The reasons for the extremely low rates of PA participation  among  obese  individuals  are  not  fully understood.  Based  on  preliminary  evidence,  the hypotheses that have emerged include the following.  First,  possibly  due  to  media  messages,  many obese  individuals  begin  activity  regimens  with unrealistically high weight loss expectations. When these expectations are violated, frustration ensues.
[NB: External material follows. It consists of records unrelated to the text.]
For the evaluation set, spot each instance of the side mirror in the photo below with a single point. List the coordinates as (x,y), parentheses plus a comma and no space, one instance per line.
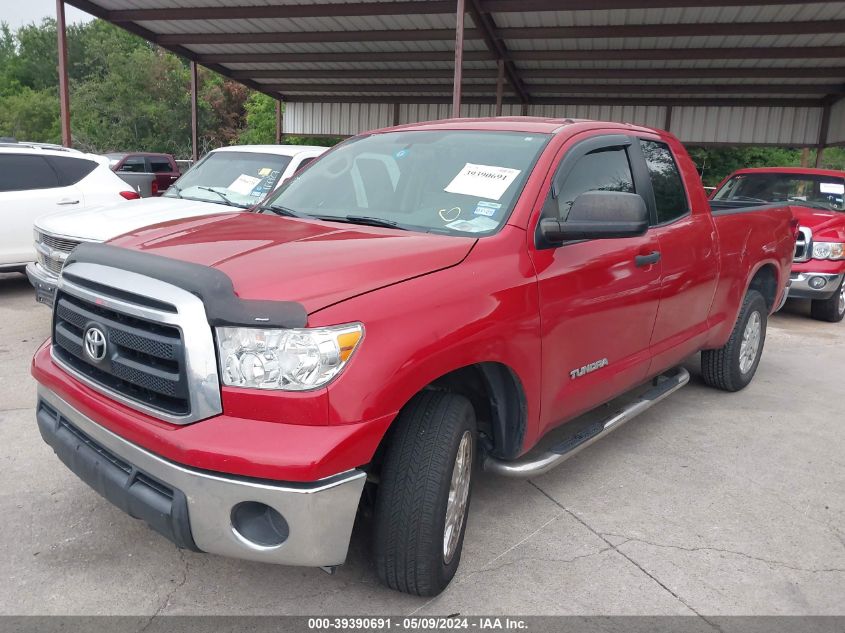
(596,215)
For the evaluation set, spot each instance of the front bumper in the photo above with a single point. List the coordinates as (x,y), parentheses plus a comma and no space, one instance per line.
(800,285)
(43,282)
(199,509)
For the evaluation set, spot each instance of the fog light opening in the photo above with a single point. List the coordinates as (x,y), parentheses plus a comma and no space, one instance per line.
(817,283)
(259,525)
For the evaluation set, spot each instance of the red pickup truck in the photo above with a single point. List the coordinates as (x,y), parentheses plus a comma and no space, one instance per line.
(818,199)
(418,302)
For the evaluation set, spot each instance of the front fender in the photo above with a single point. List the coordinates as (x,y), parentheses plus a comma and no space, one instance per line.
(483,310)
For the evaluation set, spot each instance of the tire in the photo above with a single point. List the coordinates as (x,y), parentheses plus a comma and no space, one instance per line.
(733,366)
(831,310)
(414,490)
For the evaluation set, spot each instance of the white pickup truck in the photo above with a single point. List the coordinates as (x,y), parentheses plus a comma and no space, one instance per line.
(238,176)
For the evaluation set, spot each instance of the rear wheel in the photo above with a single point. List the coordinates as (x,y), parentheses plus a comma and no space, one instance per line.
(831,310)
(424,491)
(733,366)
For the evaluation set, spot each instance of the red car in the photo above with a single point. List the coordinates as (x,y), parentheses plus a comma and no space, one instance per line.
(817,197)
(419,301)
(162,165)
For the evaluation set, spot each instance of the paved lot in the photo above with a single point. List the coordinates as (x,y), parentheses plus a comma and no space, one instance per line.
(710,503)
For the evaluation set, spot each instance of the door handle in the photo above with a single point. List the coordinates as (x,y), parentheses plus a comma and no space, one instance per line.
(647,260)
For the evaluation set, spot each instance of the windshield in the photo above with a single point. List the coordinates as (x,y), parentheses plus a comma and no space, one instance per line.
(823,192)
(239,179)
(453,182)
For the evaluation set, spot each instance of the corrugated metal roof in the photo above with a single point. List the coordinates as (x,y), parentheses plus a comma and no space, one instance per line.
(741,63)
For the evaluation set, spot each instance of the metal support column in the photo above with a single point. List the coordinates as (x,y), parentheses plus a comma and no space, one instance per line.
(500,86)
(823,130)
(64,93)
(459,59)
(194,135)
(278,121)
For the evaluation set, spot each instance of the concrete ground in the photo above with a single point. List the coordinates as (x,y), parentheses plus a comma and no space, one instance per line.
(710,503)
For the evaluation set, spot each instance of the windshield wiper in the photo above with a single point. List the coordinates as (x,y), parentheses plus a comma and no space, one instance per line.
(362,219)
(225,198)
(280,210)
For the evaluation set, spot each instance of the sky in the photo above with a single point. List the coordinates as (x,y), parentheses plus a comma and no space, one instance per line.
(17,12)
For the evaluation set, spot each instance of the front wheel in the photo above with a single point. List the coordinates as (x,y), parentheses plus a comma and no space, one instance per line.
(832,309)
(733,366)
(423,495)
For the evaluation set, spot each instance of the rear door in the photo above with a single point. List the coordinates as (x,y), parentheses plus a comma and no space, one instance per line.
(29,188)
(690,266)
(598,303)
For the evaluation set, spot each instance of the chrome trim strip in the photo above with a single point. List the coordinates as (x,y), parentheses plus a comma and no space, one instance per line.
(537,464)
(190,318)
(320,514)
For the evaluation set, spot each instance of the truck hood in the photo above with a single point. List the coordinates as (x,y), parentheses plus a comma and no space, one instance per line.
(102,223)
(824,224)
(288,259)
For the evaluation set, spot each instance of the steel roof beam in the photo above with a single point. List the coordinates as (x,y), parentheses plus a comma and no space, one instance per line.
(495,45)
(814,27)
(416,7)
(622,89)
(653,101)
(634,54)
(823,72)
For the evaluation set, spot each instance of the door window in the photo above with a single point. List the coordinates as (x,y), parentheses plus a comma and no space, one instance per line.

Second, a high number of obese individuals experience  self-presentational  concerns  in  the  context of  PA,  resulting  in  social  physique  anxiety  (SPA). Under  the  influence  of  this  anxiety,  several  environmental cues, such as the presence of others or wall-to-wall  mirrors,  are  interpreted  as  threatening.  Third,  perhaps  as  a  result  of  prior  negative experiences, a high percentage of obese individuals report  negative  or  dysfunctional  attitudes  toward PA. Approximately 25% report feeling “too fat to exercise.” In turn, this perceived barrier is associated with feeling too shy or embarrassed and having a poor exercise identity. Fourth, several studies have found evidence of both explicit and implicit antifat  bias  among  exercise,  nutrition,  and  medical  professionals,  as  well  as  obesity  specialists. For  example,  exercise  science  students,  on  average,  endorse  statements  such  as  “Fat  people  are physically  unattractive”  and  “There  is  no  excuse for being fat.” Fifth, a growing number of studies show that physiological and biomechanical problems associated with obesity contribute to making the  exercise  experience  less  pleasant.  It  has  been found, for instance, that obese individuals experience more pain (possibly due to heavier impacts on knees and lower back), higher perceived exertion, more  dyspnea,  and  more  uncomfortable  thermal sensations during exercise.

References:

  1. Ball, K., Crawford, D., & Owen, N. (2000). Too fat to exercise? Obesity as a barrier to physical activity. Australian and New Zealand Journal of Public Health, 24(3), 331–333.
  2. Chambliss, H. O., Finley, C. E., & Blair, S. N. (2004). Attitudes toward obese individuals among exercise science students. Medicine and Science in Sports and Exercise, 36(3), 468–474.
  3. Ekkekakis, P., Lind, E., & Vazou, S. (2010). Affective responses to increasing levels of exercise intensity in normal-weight, overweight, and obese middle-aged women. Obesity, 18(1), 79–85.
  4. Kivimäki, M., Lawlor, D. A., Singh-Manoux, A., Batty, G. D., Ferrie, J. E., Shipley, M. J., et al. (2009). Common mental disorder and obesity: Insight from four repeat measures over 19 years: Prospective Whitehall II cohort study. British Medical Journal, 339,
  5. Young, D. R., Jerome, G. J., Chen, C., Laferriere, D., & Vollmer, W. M. (2009). Patterns of physical activity among overweight and obese adults. Preventing Chronic Disease, 6(3), A90.